In his new book, Crush It!, the wine guru describes how he created a successful business through passion, "hustle," and the Internet
Aspiring entrepreneurs must constantly navigate the tension between doing what they love and the realities of the market. Sometimes those interests align: Bill Gates and Paul Allen loved to write software, and happened to be doing it at the dawn of a multibillion-dollar industry. But more often, entrepreneurs walk a high wire between pursuing passion and the market opportunity where they have the greatest chance to succeed.
To Gary Vaynerchuk, who is building a small empire on his own obsession with wine, the Internet, and business, passion is the market opportunity. His new book, Crush It!, describes how to combine passion, hard work, and technology to create a successful niche business.
"It's insane to me to ask anybody to be what they're not," Vaynerchuk says in an interview. "Know what you know the best, love the most. That's always going to be the answer to the thing that you have the best shot at winning at."
His road map is clear, if not easy. Pick a specialty you love, build your reputation as an expert, pump out content online, and eventually make money by selling advertising, niche products, or services such as consulting or speaking. Success demands relentless "hustle"—one of his favorite words—and patience to press on when less passionate entrepreneurs would quit.
Vaynerchuk, 33, is proof that passion and hustle can breed success. He turned his family's small New Jersey liquor store into a wine empire that grosses over $60 million a year; more than 100,000 viewers watch his daily video blog; he's a sought-after speaker; and he's signed on to write nine more business books for HarperCollins (NWS). But should entrepreneurs follow his advice?
Passion Plus Confidence
Some evidence suggests that passionate entrepreneurs perform better. A six-year study that sampled companies in the architectural woodworking industry found that passion and "self-efficacy"—a measure of confidence in one's own ability—were the biggest predictors of growth. "Those that had high self-efficacy and who had passion for their work were more likely to succeed," says J. Robert Baum, a professor at the University of Maryland and co-author of the study. But both elements were necessary. "One without the other didn't point to success."
While passion may be an important personal trait, other conditions beyond the character of the entrepreneur affect how well a business performs. "The evidence is that your odds are better if you're responding to a problem or need in the marketplace than if you're saying I'm really into X so I'm going to start a business around X," says Scott Shane, professor of entrepreneurship at Case Western Reserve University.
But Shane says passion often goes hand-in-hand with hard work (Vaynerchuk's "hustle") and the drive to put in long hours does improve a company's odds of success. However, picking more favorable industries—think software vendors instead of restaurants—has a greater effect. "To say passion is better, when what you're passionate about is a lousy opportunity, is risky," he says.
Of course, the Vaynerchuk model is less about building juggernaut businesses than it is about liberating people from work they don't like and finding ways to make money doing what they love.

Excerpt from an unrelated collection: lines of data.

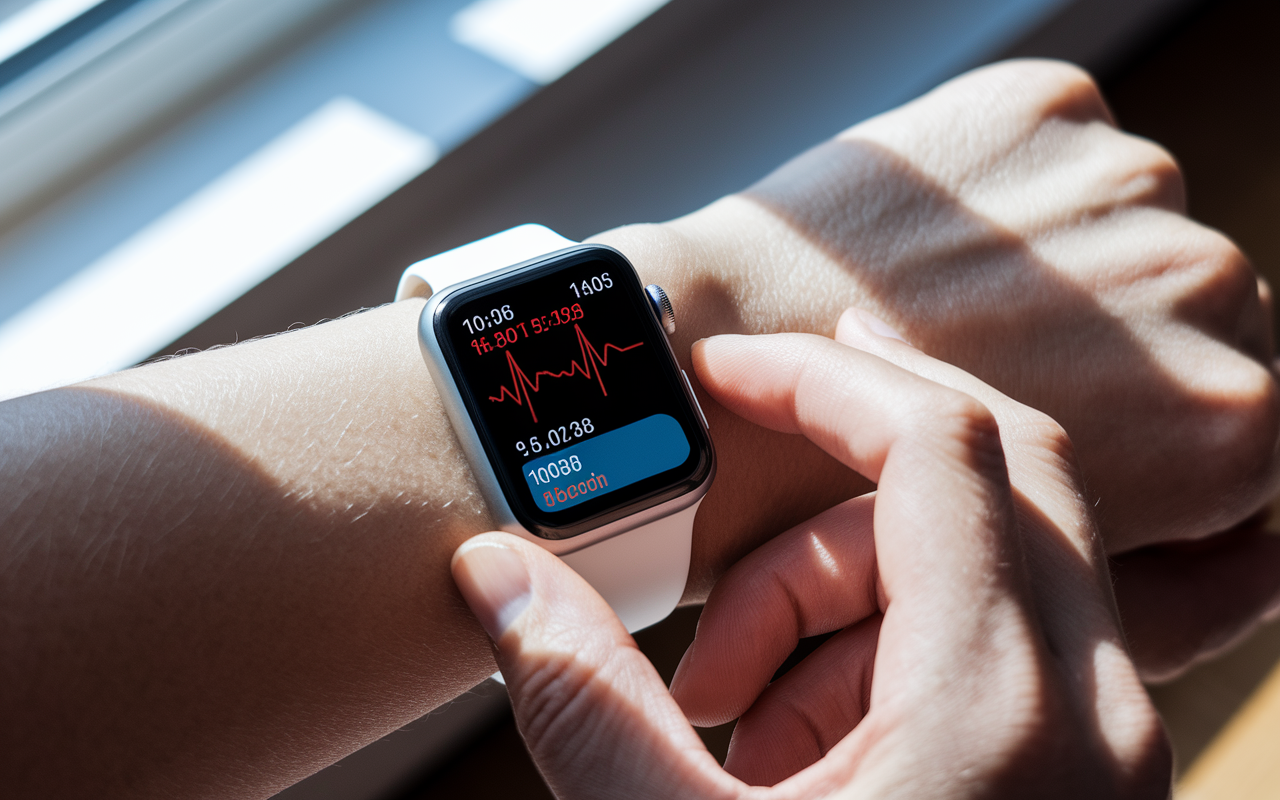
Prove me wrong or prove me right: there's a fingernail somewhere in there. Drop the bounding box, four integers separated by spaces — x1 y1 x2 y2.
693 334 735 346
691 335 722 360
852 308 908 343
693 333 747 352
453 540 532 639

Paula Davis had been making soap by hand as a hobby for four years when her marriage ended. The single mother considered returning to her old job as a legal assistant, but she hated the thought of putting her young kids in day care while she went to work full time. So she decided to sell her artisan soaps, forming the Canyon Creek Soap Co. in Amarillo, Tex., in 2004. "I still really only thought it would just be something small that would make ends meet until the children were older," she says.

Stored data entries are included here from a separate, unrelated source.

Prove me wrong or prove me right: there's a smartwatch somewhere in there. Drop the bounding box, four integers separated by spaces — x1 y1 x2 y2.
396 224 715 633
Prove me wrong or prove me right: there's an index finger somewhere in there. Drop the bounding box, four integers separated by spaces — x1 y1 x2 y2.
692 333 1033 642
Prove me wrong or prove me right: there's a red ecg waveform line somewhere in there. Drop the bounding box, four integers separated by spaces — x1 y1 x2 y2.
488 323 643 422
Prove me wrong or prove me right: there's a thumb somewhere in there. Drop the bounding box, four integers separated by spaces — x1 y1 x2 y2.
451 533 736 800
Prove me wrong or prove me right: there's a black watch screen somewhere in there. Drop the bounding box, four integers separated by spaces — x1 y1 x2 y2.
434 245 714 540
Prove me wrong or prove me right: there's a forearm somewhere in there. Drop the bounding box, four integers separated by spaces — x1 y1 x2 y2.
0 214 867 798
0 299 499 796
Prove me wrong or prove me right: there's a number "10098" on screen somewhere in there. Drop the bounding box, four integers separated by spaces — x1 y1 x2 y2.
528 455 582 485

Five years in, Davis is still making soap, selling wholesale and private-label products in stores, along with retailing through her Web site. The business is modest—in her best year, her revenue was $65,000, she says. She would make more working at her old profession, but she values the nonfinancial returns of her venture. "I wouldn't have had time for my children," Davis says. "Too many people choose money over lifestyle in our society."

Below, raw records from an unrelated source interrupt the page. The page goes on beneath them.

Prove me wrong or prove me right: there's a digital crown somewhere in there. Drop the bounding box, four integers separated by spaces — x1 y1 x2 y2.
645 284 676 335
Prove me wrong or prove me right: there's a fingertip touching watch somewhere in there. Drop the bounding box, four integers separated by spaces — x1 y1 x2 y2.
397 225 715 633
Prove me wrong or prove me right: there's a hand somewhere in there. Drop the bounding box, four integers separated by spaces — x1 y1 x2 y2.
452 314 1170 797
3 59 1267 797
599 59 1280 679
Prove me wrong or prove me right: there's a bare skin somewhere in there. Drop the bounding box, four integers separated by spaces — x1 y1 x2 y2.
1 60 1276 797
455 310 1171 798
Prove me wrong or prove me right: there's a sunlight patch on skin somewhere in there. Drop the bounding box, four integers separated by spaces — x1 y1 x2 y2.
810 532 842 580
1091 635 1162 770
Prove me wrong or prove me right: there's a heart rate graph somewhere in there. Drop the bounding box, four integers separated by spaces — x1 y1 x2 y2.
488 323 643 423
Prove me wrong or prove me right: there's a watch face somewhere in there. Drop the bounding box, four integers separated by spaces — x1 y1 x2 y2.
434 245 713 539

And there's plenty of evidence to suggest that people who work for themselves are generally happier. More than giving concrete business advice, Vaynerchuk wants people to rethink their priorities in both business and life. Seeking profit instead of passion, he says, is a recipe for failure. "People are chasing cash, not happiness," he says. "When you chase money, you're going to lose. You're just going to. Even if you get the money, you're not going to be happy."